Agent Protocol codifies essential APIs for managing LLM agents in production. Designed to facilitate atomic executions, multi-turn interactions, and long-term memory, it streamlines the complexities of API design for agent-based applications. Explore its comprehensive specs and contribute to the community-driven advancements.
Agent Protocol is a groundbreaking initiative designed to establish a framework-agnostic API that facilitates the deployment of LLM (Large Language Model) agents in production environments. This documentation not only elucidates the core purpose of the protocol but also highlights the necessity for each of the specified endpoints. Additionally, we outline our roadmap for future developments, inviting community contributions for alternative implementations beyond our own.
For a comprehensive view of the API, explore the full OpenAPI documentation here and access the JSON specification here.
Value Proposition of Agent Protocol
The primary question tackled by Agent Protocol is: What is the optimal API for serving an LLM application in a production setting? We propose that the solution centers around three pivotal concepts:
- Runs: APIs dedicated to executing agents.
- Threads: APIs that structure multi-turn executions of agents.

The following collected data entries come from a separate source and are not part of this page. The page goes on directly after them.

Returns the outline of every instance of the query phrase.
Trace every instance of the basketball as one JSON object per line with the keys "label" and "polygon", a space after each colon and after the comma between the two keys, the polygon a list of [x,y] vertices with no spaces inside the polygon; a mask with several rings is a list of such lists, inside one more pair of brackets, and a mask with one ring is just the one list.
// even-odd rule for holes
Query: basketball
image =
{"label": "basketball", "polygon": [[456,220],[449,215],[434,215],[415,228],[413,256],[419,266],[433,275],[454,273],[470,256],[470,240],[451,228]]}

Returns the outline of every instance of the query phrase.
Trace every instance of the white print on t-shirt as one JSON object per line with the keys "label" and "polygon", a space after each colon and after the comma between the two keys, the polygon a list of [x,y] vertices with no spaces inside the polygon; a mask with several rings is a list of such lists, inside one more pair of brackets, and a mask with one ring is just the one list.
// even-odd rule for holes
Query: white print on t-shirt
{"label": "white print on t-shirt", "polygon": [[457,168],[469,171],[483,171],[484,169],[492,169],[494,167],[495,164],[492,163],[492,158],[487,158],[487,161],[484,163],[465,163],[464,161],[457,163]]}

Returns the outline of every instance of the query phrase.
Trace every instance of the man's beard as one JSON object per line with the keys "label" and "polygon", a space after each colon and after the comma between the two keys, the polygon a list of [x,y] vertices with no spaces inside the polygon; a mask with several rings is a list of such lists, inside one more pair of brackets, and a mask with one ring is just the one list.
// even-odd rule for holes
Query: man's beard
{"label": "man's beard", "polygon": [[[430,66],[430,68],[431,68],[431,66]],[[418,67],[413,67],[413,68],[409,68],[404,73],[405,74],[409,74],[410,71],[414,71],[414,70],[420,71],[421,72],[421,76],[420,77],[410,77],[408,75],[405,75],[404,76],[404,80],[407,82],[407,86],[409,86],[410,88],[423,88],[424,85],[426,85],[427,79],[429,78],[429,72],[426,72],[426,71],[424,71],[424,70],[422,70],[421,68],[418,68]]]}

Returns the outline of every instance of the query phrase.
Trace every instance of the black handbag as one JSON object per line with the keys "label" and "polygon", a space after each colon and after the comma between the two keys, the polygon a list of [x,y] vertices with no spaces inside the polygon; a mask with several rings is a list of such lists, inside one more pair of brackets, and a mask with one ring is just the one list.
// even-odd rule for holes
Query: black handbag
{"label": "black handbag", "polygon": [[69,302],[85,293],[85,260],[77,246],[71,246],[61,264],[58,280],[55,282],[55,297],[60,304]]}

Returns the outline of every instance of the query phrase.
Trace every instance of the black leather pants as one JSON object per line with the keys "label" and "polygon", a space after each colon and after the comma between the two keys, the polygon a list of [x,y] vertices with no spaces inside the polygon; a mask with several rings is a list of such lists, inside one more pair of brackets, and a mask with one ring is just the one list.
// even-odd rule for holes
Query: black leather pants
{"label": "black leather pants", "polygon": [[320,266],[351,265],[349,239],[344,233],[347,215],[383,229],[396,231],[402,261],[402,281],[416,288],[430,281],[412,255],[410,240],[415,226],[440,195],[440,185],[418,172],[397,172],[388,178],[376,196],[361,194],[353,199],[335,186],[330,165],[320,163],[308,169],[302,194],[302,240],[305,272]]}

- Store: APIs designed for managing long-term memory.
Features
Runs: Atomic Agent Executions
Our API supports two paradigms for launching agent runs:
- Fire and Forget: Initiate a run in the background without waiting for completion.
- Waiting on a Reply: Launch a run and either block until it finishes or poll for its output.
The API also includes CRUD functionality for agent executions, encompassing:
- Listing and retrieving runs.
- Canceling and deleting runs.
Flexible output consumption methods are also provided, including:
- Accessing the final state of runs.
- Multiple streaming output options, such as token-by-token streams or intermediate steps.
- Reconnecting to output streams in case of disconnections.
Key Endpoints Include:
- List Runs:
GET /threads/{thread_id}/runs
- Create a Run:
POST /threads/{thread_id}/runs
- Get a Run's Status:
GET /threads/{thread_id}/runs/{run_id}
Threads: Multi-Turn Interactions
To facilitate multi-turn interactions, we offer:
- Persistent State Management: Get and modify the state of threads, track historical changes, and optimize storage through differential storage techniques.
- Concurrency Controls: Ensure that only one run per thread is active, alongside options for handling concurrent executions.
Endpoints Include:
- Create a Thread:
POST /threads
- Get Latest Thread State:
GET /threads/{thread_id}/state
Store: Long-Term Memory
Our memory API provides:
- Customizable Memory Scopes: Enables memory storage and retrieval associated with users, threads, assistants, and organizations.
- Flexible Storage Options: Supporting both simple and structured memory data with CRUD operations.
- Efficient Search Capabilities: Retrieve memories using various filters and attributes.
Endpoint Overview:
- Create or Update Memory Item:
PUT /store/items
- Delete Memory Item:
DELETE /store/items
Roadmap
We continuously seek to enhance Agent Protocol with future roadmap items, including:
- Implementing a Store endpoint for vector searches over memory entries.
- Adding functionality to
POST /threads/{thread_id}/runs/{run_id}/stream
for event replay capabilities. - Allowing concurrent runs on the same thread through API parameter adjustments.
- Contributing ideas and requirements through community engagement.
By standardizing how LLM agents interact in production, Agent Protocol is set to revolutionize API usage in AI-driven applications, ensuring robust and efficient deployments.